1. A system comprising:

a structured dataset received via a processing system, the dataset comprising: a plurality of objects, each object of the plurality of objects associated with a category, and each category associated with an object label;

a converter to convert, for each object of the plurality of objects, the object label into a semantic term; and

an evaluator to determine, via the processing system, a term similarity for a pair of object labels in a given category, the term similarity indicative of a correlation between the respective semantic terms in the given category.
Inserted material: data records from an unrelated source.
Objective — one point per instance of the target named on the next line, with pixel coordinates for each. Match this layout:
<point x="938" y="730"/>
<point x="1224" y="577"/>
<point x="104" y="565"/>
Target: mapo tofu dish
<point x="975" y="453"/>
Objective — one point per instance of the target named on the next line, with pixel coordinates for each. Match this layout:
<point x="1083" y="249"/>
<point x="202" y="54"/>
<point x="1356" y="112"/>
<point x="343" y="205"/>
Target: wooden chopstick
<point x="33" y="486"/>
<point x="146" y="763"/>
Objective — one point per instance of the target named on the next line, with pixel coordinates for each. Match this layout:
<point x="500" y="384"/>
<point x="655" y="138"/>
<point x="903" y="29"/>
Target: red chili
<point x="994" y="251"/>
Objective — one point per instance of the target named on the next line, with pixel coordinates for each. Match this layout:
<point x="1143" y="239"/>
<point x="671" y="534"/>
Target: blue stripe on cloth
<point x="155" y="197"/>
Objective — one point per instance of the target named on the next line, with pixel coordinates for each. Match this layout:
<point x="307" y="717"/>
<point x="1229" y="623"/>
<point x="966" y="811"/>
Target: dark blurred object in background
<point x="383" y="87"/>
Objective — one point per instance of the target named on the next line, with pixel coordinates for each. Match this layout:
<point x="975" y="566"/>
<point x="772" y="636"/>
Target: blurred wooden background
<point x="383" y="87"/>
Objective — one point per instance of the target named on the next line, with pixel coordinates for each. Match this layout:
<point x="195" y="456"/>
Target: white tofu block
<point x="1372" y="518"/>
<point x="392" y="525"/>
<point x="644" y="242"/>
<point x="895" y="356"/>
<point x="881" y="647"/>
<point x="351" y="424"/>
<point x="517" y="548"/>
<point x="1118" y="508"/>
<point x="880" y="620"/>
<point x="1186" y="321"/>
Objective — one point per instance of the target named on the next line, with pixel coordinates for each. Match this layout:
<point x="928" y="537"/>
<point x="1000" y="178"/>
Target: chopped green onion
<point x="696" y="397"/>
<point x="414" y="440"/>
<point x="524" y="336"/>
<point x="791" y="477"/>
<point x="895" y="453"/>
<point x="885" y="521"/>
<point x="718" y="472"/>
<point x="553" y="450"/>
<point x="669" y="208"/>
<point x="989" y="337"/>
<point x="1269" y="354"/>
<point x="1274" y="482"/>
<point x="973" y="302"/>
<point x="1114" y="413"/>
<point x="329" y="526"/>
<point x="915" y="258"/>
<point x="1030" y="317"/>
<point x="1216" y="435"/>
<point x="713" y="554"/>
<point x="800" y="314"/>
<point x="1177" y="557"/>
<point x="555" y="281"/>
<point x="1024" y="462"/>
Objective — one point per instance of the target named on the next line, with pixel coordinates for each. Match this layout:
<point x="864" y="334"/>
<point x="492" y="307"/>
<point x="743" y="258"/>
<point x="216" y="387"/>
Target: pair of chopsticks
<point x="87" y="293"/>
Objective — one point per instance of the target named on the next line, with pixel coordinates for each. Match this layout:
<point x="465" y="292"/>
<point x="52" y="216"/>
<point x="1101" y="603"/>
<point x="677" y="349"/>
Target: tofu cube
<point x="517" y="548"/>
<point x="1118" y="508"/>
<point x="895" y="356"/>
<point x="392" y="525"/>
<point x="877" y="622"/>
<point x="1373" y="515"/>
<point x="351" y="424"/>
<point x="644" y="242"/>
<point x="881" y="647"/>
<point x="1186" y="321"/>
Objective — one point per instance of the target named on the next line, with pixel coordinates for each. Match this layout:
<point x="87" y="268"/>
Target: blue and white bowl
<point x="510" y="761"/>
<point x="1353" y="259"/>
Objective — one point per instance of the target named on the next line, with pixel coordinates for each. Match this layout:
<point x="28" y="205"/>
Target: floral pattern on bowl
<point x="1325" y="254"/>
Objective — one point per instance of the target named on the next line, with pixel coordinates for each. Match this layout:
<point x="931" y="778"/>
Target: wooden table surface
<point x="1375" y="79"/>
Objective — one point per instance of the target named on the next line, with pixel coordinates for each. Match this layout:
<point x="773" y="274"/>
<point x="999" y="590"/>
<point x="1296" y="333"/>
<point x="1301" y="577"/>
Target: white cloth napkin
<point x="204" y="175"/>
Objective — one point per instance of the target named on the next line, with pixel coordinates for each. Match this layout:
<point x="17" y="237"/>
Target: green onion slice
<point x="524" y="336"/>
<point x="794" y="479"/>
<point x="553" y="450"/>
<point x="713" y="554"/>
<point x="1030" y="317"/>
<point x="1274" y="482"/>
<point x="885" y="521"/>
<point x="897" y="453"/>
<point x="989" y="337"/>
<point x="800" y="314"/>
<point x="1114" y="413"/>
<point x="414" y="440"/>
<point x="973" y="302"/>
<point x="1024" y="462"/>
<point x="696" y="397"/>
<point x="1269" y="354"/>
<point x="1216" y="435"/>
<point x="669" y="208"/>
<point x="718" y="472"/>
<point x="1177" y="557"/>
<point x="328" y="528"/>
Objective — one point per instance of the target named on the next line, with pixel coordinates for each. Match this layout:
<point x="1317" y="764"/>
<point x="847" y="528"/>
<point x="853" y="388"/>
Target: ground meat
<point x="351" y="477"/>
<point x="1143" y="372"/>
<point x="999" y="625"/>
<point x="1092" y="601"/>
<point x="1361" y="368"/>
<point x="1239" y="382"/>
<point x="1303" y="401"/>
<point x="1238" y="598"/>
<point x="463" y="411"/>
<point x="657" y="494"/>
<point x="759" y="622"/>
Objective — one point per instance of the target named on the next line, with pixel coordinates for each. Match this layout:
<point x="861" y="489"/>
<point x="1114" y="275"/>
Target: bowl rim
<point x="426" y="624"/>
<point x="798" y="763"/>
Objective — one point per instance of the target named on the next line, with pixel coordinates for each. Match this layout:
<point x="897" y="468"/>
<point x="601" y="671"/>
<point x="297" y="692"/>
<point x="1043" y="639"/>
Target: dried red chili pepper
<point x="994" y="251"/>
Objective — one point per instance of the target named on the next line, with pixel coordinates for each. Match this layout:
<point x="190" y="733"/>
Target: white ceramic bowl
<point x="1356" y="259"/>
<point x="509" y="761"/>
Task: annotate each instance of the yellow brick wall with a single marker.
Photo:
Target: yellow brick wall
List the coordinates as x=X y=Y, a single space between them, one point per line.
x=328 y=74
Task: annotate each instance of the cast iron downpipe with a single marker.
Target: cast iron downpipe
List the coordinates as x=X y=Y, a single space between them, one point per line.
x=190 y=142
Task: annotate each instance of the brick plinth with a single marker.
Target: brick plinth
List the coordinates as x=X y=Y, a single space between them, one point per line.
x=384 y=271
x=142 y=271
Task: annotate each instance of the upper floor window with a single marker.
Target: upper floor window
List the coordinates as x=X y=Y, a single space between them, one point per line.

2. The system of claim 1, wherein the object label for each object of the plurality of objects is numeric data, and the converter converts the numeric data into the semantic term based on a statistical distribution of object labels associated with the plurality of objects.

3. The system of claim 1, wherein the object label is procedural data, and the converter converts the procedural data into binary data.

4. The system of claim 1, wherein the evaluator determines the term similarity based on latent semantic analysis.

5. The system of claim 1, wherein the evaluator determines an object similarity for a given pair of objects of the plurality of objects, the object similarity based on the respective semantic terms for the given pair.

6. The system of claim 1, wherein the plurality of objects is a plurality of individuals, and the object label is healthcare data.

7. The system of claim 1, further including a classifier to classify the plurality of objects based on the respective term similarities.

8. A method to classify objects, the method comprising:

receiving, via a processor, a structured dataset comprising: a plurality of objects, each object of the plurality of objects associated with a category, and each category associated with an object label;

converting, for each object of the plurality of objects, the object label into a semantic term;

determining, via the processor, a term similarity for a pair of object labels in a given category, the term similarity indicative of a correlation between the respective semantic terms in the given category; and

classifying the plurality of objects based on the respective term similarities.

9. The method of claim 8, wherein the object label for each object of the plurality of objects is numeric data, and converting the object label into the semantic term is based on a statistical distribution of object labels associated with the plurality of objects.

10. The method of claim 8, wherein the object label is procedural data, and converting the object label into the semantic term includes converting the procedural data into binary data.

11. The method of claim 8, wherein determining the term similarity is based on latent semantic analysis.

12. The method of claim 8, further comprising:

receiving a search query via the processor; and

providing an object of the plurality of objects based on the search query and the classification.

13. The method of claim 8, wherein the plurality of objects is a plurality of individuals, and the object label is healthcare data.

14. A non-transitory computer readable medium comprising executable instructions to:

receive, via a processor, a structured dataset comprising: a plurality of objects, each object of the plurality of objects associated with a category, and each category associated with a numerical object label;

convert, for each object of the plurality of objects, the numerical object label into a semantic term;

determine, via the processor, a term similarity for a pair of object labels in a given category, the term similarity indicative of a correlation between the respective semantic terms in the given category; and

determine, via the processor, an object similarity for a given pair of objects of the plurality of objects, the object similarity based on the respective semantic terms for the given pair.

15. The non-transitory computer readable medium of claim 14, wherein determining the term similarity is based on latent semantic analysis.